Gabrielle started the Lupus Sistas website to share information about her life and how to manage lupus, especially being married and as a mother.
“It’s just a forum about what everyday life looks like as a lupus warrior — the highs, the lows, the victory, the diagnosis, all of that,” she says. “It’s putting a real face to it.”
Real learning, she says, often comes from peer-to-peer relationships. “Because that’s the safe place. I can’t tell you how many people have been in my DMs asking me about this and asking me about that. Just being able to have those conversations there that might not otherwise happen.”
Gabrielle says some people don’t trust medical outlets or feel they’re heard. “But I’m a safe place for them to vent, be comfortable asking questions, or even encourage them to be empowered,” she says.

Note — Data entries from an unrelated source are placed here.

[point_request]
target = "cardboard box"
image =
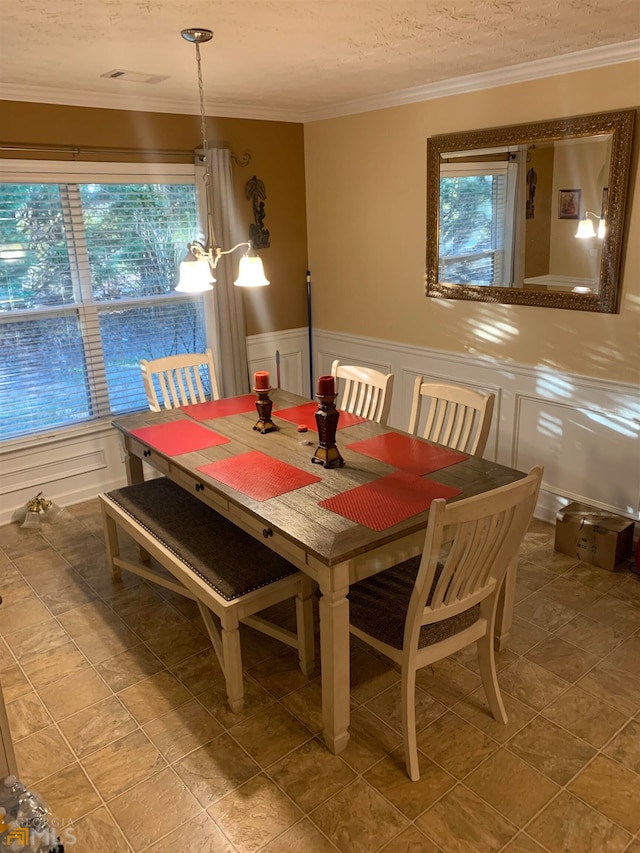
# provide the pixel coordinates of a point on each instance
(593, 535)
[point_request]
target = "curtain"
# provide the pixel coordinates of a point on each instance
(232, 368)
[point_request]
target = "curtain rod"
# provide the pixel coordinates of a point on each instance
(77, 151)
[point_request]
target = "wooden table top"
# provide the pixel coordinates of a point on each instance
(295, 515)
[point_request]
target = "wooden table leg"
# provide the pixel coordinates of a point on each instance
(504, 615)
(133, 466)
(334, 651)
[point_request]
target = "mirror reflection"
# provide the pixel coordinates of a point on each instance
(534, 210)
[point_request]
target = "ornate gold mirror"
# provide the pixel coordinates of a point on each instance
(531, 214)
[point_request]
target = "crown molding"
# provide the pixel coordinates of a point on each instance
(580, 61)
(583, 60)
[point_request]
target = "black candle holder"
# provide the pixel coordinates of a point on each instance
(327, 416)
(264, 407)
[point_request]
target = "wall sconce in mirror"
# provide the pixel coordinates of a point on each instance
(494, 233)
(586, 229)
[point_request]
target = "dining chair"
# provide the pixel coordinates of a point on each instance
(456, 416)
(431, 606)
(179, 379)
(365, 392)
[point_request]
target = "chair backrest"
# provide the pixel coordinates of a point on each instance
(456, 416)
(178, 379)
(365, 391)
(468, 548)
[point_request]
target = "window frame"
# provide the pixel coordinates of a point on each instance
(86, 310)
(505, 253)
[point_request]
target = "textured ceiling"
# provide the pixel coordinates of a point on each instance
(295, 59)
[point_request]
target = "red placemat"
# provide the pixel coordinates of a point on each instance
(257, 475)
(176, 437)
(305, 414)
(408, 453)
(221, 408)
(389, 500)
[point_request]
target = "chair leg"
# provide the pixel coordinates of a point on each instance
(304, 625)
(232, 661)
(487, 661)
(408, 689)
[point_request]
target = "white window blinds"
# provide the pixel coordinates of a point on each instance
(87, 271)
(476, 207)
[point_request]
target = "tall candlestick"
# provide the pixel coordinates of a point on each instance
(261, 379)
(326, 386)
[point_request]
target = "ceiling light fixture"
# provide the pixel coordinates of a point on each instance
(196, 270)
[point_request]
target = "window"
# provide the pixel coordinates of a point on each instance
(88, 260)
(476, 212)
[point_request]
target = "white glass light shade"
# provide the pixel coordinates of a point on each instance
(195, 275)
(585, 229)
(251, 272)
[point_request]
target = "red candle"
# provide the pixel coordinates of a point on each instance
(261, 380)
(326, 386)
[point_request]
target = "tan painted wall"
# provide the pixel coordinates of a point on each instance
(577, 167)
(366, 213)
(277, 158)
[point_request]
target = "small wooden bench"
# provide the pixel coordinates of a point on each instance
(223, 569)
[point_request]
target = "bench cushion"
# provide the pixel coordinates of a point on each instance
(231, 561)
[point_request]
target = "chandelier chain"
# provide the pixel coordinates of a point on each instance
(203, 126)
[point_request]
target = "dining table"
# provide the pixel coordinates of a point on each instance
(338, 524)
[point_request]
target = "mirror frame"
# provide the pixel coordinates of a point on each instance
(620, 124)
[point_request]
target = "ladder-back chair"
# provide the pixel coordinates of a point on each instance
(456, 416)
(365, 392)
(430, 607)
(177, 380)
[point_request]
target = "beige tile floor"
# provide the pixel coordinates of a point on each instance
(118, 712)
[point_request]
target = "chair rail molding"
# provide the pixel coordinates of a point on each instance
(584, 430)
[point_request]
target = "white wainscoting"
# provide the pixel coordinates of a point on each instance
(585, 431)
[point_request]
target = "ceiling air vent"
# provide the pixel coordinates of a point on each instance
(134, 77)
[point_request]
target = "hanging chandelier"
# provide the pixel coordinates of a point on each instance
(196, 269)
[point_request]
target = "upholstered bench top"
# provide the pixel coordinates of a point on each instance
(231, 561)
(378, 606)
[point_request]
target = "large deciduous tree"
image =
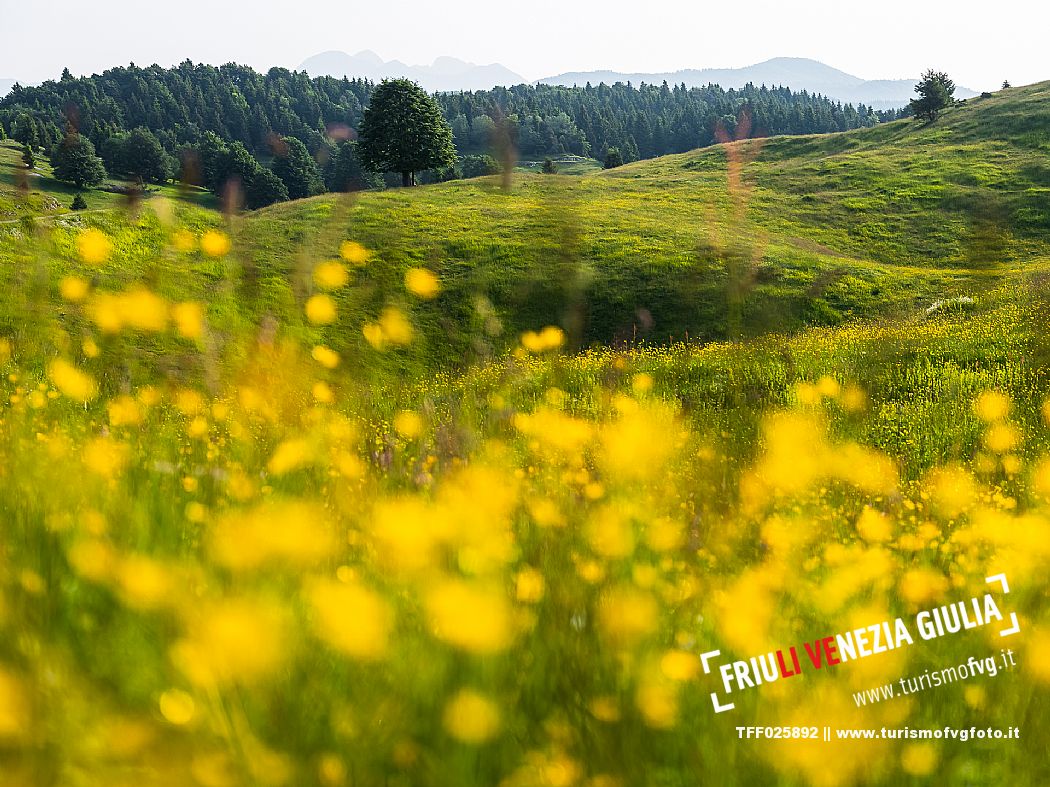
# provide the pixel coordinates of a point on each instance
(74, 161)
(935, 93)
(403, 130)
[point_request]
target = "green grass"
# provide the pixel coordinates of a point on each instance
(819, 231)
(223, 562)
(49, 197)
(567, 165)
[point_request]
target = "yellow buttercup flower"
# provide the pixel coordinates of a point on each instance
(408, 424)
(471, 718)
(215, 243)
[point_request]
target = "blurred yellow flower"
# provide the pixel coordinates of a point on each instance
(471, 718)
(14, 706)
(471, 617)
(290, 532)
(215, 243)
(351, 618)
(991, 406)
(238, 640)
(922, 586)
(177, 706)
(679, 665)
(408, 424)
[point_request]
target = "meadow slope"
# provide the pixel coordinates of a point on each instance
(260, 525)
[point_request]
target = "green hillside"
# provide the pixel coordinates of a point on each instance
(817, 230)
(263, 526)
(823, 229)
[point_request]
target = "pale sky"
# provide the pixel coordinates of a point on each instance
(978, 44)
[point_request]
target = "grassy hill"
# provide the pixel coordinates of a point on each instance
(746, 238)
(248, 549)
(817, 230)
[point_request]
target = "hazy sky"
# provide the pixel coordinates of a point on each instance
(979, 44)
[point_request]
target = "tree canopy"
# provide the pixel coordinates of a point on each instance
(935, 93)
(403, 130)
(296, 168)
(74, 161)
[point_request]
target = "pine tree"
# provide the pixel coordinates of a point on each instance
(935, 93)
(403, 130)
(297, 169)
(74, 161)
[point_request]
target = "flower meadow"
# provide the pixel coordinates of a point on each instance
(238, 552)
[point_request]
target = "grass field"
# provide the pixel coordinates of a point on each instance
(410, 488)
(47, 196)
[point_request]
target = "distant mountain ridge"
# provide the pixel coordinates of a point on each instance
(798, 73)
(443, 75)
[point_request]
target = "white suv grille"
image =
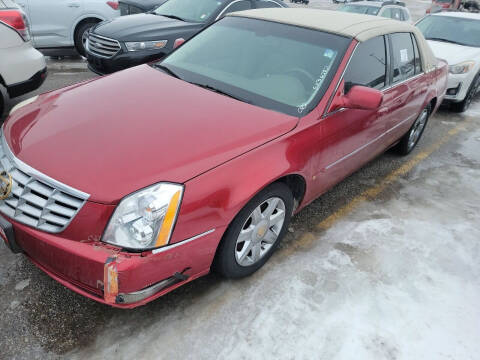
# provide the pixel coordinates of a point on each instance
(102, 46)
(37, 200)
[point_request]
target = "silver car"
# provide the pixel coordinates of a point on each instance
(65, 23)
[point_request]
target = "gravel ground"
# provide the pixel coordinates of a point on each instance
(394, 278)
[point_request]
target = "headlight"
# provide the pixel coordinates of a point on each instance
(22, 104)
(145, 219)
(461, 68)
(145, 45)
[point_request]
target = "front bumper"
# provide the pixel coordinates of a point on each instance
(121, 61)
(29, 85)
(108, 275)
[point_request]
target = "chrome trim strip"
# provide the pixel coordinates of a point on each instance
(38, 175)
(367, 144)
(169, 247)
(391, 86)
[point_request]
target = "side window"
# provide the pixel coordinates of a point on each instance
(261, 4)
(387, 13)
(237, 6)
(368, 66)
(403, 56)
(418, 60)
(396, 14)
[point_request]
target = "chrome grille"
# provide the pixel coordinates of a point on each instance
(102, 46)
(37, 200)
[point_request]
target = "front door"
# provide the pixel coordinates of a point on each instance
(348, 138)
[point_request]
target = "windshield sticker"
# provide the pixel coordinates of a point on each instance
(329, 53)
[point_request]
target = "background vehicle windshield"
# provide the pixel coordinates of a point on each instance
(190, 10)
(451, 29)
(275, 66)
(360, 9)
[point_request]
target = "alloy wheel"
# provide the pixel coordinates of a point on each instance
(260, 231)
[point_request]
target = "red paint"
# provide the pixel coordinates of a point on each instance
(159, 128)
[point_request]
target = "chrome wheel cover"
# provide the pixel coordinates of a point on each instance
(260, 232)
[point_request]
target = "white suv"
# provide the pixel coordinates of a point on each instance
(22, 68)
(65, 23)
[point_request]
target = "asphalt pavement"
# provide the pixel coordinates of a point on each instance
(383, 266)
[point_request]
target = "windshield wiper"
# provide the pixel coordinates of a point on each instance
(446, 40)
(218, 91)
(173, 17)
(167, 70)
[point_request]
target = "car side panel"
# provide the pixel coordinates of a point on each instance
(19, 60)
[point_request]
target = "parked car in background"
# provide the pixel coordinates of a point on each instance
(300, 1)
(64, 24)
(395, 10)
(200, 160)
(137, 39)
(22, 68)
(132, 7)
(455, 37)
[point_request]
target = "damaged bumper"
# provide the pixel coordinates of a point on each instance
(110, 276)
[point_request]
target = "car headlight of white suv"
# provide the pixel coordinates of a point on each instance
(146, 218)
(461, 68)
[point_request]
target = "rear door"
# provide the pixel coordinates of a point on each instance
(408, 90)
(51, 20)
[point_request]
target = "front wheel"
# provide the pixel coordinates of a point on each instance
(410, 139)
(255, 232)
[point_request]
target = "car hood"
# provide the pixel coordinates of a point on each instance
(454, 53)
(112, 136)
(141, 27)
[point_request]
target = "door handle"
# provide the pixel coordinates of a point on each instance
(383, 111)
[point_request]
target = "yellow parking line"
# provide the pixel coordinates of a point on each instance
(308, 238)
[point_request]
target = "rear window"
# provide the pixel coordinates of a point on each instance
(360, 9)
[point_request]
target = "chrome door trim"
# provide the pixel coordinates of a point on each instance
(367, 144)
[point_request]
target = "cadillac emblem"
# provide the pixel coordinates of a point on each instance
(5, 185)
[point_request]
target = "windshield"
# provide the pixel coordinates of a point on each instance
(360, 9)
(276, 66)
(189, 10)
(451, 29)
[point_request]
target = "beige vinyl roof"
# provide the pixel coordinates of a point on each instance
(357, 26)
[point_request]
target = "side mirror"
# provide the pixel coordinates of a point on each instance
(363, 98)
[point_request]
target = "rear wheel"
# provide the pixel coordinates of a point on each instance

“A lot of times we’re hearing voices other than patients, especially when it comes to medication, about all these things that are supposed to be for lupus warriors. But patients weren’t being brought to the table, and especially Black people were not being brought to the table.”
She says she tries to bring some of those perspectives to patients.
Gabrielle is also a big advocate for policy change.
“[For] people who have renal failure when it comes to lupus, why isn’t it being caught sooner?” she asks. “What can we do to make sure there’s certain testing in place right away that might give hints to kidney disease before? Why aren’t primary care physicians more well-versed on lupus and what all needs to happen at that stage before it gets to the specialist level?”
She blogs about her transplant journey at lupus.net and also works with pharmaceutical companies.
She says there is some progress. “Funding is continuing to happen, research has continued to happen, and there’s definitely movement in making sure that underrepresented communities are being seen and heard and communicated to. Not everybody has an email, not everybody has internet access,” she says.
Gabrielle wants to elevate voices that represent different parts of the lupus journey and various socioeconomic backgrounds and ethnicities.
“That’s what I see myself doing in advocacy now — being a voice to close the gap and represent those who often go underrepresented, the minority community.”